Citing the ethnic cleansing of Native Americans as a way to justify not recognizing the Palestinian right of return, as I've often heard people do, is usually disingenuous. The situation is comparable up to a point and then breaks down. Native Americans were ethnically cleansed as Palestinians were and are being ethnically cleansed. As a percentage of the US population today, Native Americans constitute less than one percent. We should support doing everything possible to recognize and support their rights, including returning traditional land as has happened to greater or lesser degrees in other settler-colonial countries including Canada, Australia and New Zealand.

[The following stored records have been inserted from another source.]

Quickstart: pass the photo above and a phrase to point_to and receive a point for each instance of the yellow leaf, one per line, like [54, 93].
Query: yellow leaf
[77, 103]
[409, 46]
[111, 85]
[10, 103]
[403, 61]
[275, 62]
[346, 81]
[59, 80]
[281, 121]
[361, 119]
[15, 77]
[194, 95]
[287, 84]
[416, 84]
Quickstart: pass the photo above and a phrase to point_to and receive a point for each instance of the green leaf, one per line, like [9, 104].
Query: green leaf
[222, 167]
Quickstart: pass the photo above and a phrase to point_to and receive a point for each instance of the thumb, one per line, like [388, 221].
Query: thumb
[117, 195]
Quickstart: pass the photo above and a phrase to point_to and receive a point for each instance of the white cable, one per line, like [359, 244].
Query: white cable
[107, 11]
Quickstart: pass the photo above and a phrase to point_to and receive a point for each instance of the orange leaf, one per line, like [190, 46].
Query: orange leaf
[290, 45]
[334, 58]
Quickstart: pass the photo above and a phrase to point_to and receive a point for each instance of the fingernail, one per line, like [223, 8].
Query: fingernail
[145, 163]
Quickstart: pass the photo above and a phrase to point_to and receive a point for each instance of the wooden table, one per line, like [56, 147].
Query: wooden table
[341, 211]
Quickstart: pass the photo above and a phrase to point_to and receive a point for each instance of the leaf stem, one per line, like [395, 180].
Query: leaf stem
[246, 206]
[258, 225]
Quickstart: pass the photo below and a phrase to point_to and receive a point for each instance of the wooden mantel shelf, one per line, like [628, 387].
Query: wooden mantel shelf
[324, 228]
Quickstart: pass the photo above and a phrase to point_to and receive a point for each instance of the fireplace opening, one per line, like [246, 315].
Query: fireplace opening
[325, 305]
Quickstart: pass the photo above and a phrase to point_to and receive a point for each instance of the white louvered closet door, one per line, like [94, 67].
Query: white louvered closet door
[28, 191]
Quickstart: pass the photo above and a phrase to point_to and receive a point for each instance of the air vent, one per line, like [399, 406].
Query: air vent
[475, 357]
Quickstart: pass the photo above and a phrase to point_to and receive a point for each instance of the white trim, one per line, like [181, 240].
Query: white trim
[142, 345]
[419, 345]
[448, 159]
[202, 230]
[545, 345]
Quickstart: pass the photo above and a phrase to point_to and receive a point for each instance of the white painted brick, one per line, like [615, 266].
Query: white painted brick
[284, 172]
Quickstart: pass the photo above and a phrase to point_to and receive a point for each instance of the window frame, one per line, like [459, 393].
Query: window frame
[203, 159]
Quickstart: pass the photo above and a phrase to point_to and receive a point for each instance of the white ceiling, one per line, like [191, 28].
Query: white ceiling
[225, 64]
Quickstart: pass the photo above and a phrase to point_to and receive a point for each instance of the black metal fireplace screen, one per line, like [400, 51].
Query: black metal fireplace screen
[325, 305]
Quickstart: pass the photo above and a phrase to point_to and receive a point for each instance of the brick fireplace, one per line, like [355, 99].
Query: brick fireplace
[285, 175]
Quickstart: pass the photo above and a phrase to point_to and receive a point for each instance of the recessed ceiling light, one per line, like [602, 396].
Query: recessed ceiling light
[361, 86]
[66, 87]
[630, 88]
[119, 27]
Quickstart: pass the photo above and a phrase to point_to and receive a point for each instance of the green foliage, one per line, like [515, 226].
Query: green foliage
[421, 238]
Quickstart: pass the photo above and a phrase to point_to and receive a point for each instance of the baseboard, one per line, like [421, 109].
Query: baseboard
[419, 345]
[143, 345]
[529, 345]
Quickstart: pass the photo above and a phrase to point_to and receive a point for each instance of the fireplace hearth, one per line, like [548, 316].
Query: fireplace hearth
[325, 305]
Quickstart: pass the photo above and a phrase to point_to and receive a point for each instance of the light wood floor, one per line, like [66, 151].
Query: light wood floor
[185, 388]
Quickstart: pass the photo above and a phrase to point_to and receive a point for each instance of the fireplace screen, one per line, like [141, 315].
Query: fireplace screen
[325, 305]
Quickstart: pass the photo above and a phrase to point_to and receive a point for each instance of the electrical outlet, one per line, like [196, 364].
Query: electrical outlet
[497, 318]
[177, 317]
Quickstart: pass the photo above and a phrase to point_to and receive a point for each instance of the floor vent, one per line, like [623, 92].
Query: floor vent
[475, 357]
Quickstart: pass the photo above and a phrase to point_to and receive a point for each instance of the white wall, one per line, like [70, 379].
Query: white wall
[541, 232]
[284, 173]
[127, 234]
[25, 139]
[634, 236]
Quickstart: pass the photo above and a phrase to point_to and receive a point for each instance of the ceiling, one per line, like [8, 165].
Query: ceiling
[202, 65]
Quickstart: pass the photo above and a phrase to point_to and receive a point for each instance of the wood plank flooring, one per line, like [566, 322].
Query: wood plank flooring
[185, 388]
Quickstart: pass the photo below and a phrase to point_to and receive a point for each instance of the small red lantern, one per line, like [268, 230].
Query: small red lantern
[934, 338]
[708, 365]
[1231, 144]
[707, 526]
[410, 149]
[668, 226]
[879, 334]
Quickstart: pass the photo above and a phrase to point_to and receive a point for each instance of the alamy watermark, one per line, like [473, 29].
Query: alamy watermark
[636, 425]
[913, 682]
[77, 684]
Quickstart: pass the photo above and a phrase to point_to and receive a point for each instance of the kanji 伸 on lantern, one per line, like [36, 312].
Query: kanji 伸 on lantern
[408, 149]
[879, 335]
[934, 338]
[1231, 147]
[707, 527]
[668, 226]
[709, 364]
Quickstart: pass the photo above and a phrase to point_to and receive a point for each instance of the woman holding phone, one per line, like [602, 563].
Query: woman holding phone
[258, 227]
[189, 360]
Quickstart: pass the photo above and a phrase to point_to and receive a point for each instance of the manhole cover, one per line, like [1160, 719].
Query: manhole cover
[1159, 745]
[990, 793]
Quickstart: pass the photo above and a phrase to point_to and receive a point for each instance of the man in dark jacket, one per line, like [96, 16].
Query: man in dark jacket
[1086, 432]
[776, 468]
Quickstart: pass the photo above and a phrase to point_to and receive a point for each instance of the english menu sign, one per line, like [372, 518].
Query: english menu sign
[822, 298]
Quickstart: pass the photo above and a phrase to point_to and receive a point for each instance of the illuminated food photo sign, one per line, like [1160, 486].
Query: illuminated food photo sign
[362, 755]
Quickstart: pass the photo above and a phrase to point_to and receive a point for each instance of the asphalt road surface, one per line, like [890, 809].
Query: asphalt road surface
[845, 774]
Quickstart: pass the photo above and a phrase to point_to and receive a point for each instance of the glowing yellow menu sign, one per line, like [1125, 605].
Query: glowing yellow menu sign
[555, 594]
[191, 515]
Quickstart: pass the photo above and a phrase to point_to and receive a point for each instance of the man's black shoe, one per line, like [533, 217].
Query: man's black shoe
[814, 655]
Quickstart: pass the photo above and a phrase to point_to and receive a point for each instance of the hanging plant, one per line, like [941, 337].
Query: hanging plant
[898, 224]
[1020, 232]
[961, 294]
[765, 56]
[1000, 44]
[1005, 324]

The main reason people can flippantly say "well if you support the Palestinian right of return then you should support Native Americans returning to their land" in order to justify Israel not recognizing the Palestinian right is that there are simply so few Native Americans that the question does not really arise. Native Americans in the United States are struggling for survival, justice and recognition, but generally not by seeking the return of land that is now, say, a neighborhood of Chicago. Their struggle came poignantly to light recently in the affair of the US refusal to recognize tribal passports of the Iroquois Lacrosse team that was supposed to travel to the UK.

But imagine if the situation were more analogous to Palestine today in terms of numbers. Imagine if Native Americans constituted 30, 40, or 50 or even 20 percent of the population of the United States and that they lived in sealed reservations in conditions similar to those in the Gaza Strip or refugee camps in the West Bank or Lebanon?

If there were 30, 70 or 100 million people who identified as Native Americans and existed in such conditions, no one would be able to so flippantly dismiss either their right to return to their original lands or any challenge they would make to the legitimacy of the United States. The United States would have a legitimacy crisis and bloodbath on its hands.
Comment:  While a huge number of Natives certainly would increase the legal and moral pressure on the American system, that's far from the only issue. Even without the huge numbers, the Native situation is different in several ways.

On the positive side, Natives have documented claims of land ownership and occupation going back thousands of years. More recently, they signed binding treaties giving them "permanent" rights under British and US law. Palestinians don't have anything resembling this treaty right to the land.

On the negative side, the US "legalized" its theft of Native land with myriad congressional and court decisions. Natives have no "right of return" because two centuries of American law have effectively eliminated this possibility. Israel doesn't have anything resembling this edifice of law to justify its occupation of foreign territory.

So Palestinians have less of a right to return and Israel has less of a right to block their return. Roughly speaking, the situation is a wash.

But the point of this posting is correct: that the Native analogy doesn't work. Not just because of the different population sizes, but for several reasons.

For a similar claim, see Zionists:  Occupied Territories = Manhattan. For more on the subject, see Palestinians = Na'vi and Indians, Palestinians Have "Deep Parallels."

2 comments:

dmarks said...

This post could have been a land mine. Surprised you left it open.

Rob said...

If correspondent Stephen was still around, I probably wouldn't have.